Now there are those who exist
in the world simply it seems
to attack others, and to derogate others,
and to drag them down,
and to besmirch them. . . .
We want the positive presentation
of the Christian faith in a critical world.

— Harold John Ockenga, 1947

The Four Strands of Fuller’s DNA
As a result of the work of our faculty and the work of our team of leaders, administrators, and staff, we are embarking on a new era that emphasizes an integrated, lifetime relationship with those in our community. From admission to coursework, from spiritual direction to field education, from degrees to placement resources, from graduation to lifelong learning and community—our changes are intended to help men and women who follow Jesus to discern, develop, and practice their vocations whether inside or outside the church. Every aspect of our vocational vision is meant to contribute to a process of vocational development and discernment, guided by our commitments to personal formation, spiritual formation, academic formation, and global formation. This is Fuller’s call, across all schools, all degrees, all programs—for all of life.
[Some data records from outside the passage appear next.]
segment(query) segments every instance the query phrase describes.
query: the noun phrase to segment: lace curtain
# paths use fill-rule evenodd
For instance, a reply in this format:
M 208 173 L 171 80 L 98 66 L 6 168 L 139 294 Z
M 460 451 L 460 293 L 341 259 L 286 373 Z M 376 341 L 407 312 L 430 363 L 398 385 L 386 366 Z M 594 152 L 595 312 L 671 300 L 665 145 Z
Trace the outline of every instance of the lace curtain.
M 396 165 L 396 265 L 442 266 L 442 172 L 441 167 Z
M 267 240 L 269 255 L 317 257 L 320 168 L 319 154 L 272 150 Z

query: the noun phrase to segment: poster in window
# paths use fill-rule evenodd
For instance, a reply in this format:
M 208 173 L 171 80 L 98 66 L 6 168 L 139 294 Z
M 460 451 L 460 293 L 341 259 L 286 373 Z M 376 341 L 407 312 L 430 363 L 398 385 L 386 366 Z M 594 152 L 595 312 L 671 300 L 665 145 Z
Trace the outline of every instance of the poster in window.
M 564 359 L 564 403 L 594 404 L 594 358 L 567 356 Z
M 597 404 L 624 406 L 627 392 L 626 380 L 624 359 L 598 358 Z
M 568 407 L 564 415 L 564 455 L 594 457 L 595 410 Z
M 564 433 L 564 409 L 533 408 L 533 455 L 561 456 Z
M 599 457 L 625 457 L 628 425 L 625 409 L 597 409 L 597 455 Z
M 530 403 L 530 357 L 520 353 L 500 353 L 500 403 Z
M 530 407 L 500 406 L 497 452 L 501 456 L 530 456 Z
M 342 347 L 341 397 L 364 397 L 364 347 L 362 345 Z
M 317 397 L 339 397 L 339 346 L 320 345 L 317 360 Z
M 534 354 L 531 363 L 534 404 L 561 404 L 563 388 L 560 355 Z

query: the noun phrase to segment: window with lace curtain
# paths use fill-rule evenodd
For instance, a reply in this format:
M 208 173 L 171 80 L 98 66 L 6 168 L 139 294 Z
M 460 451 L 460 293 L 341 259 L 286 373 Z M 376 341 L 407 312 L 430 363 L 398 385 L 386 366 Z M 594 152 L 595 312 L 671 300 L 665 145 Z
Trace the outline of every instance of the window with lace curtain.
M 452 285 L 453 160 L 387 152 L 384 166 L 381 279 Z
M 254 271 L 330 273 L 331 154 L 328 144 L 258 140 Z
  • Personal Formation: Embodying the Call
  • Spiritual Formation: Deepening the Call
  • Academic Formation: Equipping the Call
  • Global Formation: Engaging the Call Globally and Locally

Our particular role at Fuller has always called for risk. We, with many other Christians, are tempted at times to play it safe. But the Great Commission does not say, ‘Go into all the world and be careful.’ It calls us to use every ability, tool, opportunity, and energy that we have to make disciples of the nations.